Keywords: ELISA, Psoriasis, Cytokine, Locked dimer
1. Introduction
Together with its receptor CCR6, the chemokine CCL20 plays a critical role in the development of psoriasiform dermatitis in mouse models (Cochez et al., 2017; Furue et al., 2020; Onuora, 2021). We previously screened a panel of CCL20 variants engineered to form dimers stabilized by intermolecular disulfide bonds. A single-atom substitution yielded a CCL20 variant (CCL20 S64C), later designated CCL20 locked dimer (CCL20LD), that could act as a partial, biased agonist for the chemokine receptor CCR6. Binding of CCL20LD to CCR6 resulted in G-protein receptor activation, evidenced by induction of intracellular calcium release, while exhibiting minimal chemotactic activity. Instead, CCL20LD was able to inhibit CCR6-mediated T cell trafficking with nominal impacts on other chemokine receptor signaling cascades (Getschman et al., 2017).

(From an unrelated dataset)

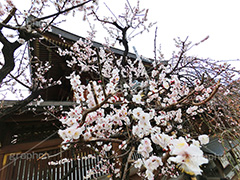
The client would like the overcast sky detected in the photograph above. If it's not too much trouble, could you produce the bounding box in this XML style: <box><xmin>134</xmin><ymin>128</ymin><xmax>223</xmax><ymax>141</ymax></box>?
<box><xmin>49</xmin><ymin>0</ymin><xmax>240</xmax><ymax>69</ymax></box>
<box><xmin>12</xmin><ymin>0</ymin><xmax>240</xmax><ymax>66</ymax></box>
<box><xmin>2</xmin><ymin>0</ymin><xmax>240</xmax><ymax>99</ymax></box>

When administered in an IL23–dependent mouse model for psoriasis, CCL20LD prevented psoriatic inflammation and blocked upregulation of IL17A and IL22 signaling. Specific targeting of the CCR6/CCL20 axis with CCL20LD led to therapeutic reductions in entheseal inflammation as well as clinical and proinflammatory markers in the joints and skin of IL23 MC–treated mice, validating CCR6 as a potential therapeutic target for psoriasis and demonstrating the value of CCL20LD as a lead therapeutic compound (Shi et al., 2021).
To effectively prepare CCL20LD for therapeutic development, investigations into pharmaceutical kinetics (PK), drug delivery methods, and potential toxicities are needed (Tonge, 2018). Therefore, a specific ELISA assay for detecting CCL20LD levels in the serum would provide a much needed tool for drug development. Given the nearly identical composition of CCL20LD compared to the WT molecule, commercially available ELISA assays cannot differentiate the CCL20LD variant from the wild-type monomer, CCL20WT, which can be elevated in inflammatory conditions such as psoriasis (Furue et al., 2020). Herein, we develop an ELISA assay that is capable of differentiating CCL20LD from CCL20WT and, thus, quantifying the level of CCL20LD in serum of mice (and presumably humans) in order to perform PK studies (Tonge, 2018).
2. Methods
2.1. Reagents
Highly purified CCL20 wild type monomer (CCL20WT) and CCL20 locked dimer (CCL20LD) proteins were obtained from XLock Biosciences, LLC (XL), West Allis, WI. Purified anti-human CCL20 (MIP-3α) antibody was purchased from Biolegend (Clone L2412F11, San Diego, CA). Human MIP-3 α / CCL20 ELISA Kits were purchased from Sigma-Aldrich (RAB0059, Sigma-Aldrich, St. Louis, MO). Biotin Conjugation Kits (Fast, Type A) - Lightning-Link® (ab201795) were purchased from Abcam (Waltham, MA). Other CCL20 antibodies used in the experiments include products from SinoBiology US In. (Houston, TX), such as clone #21, Cat: 10485-MM21 and Clone #07, Cat: 10485-MM07.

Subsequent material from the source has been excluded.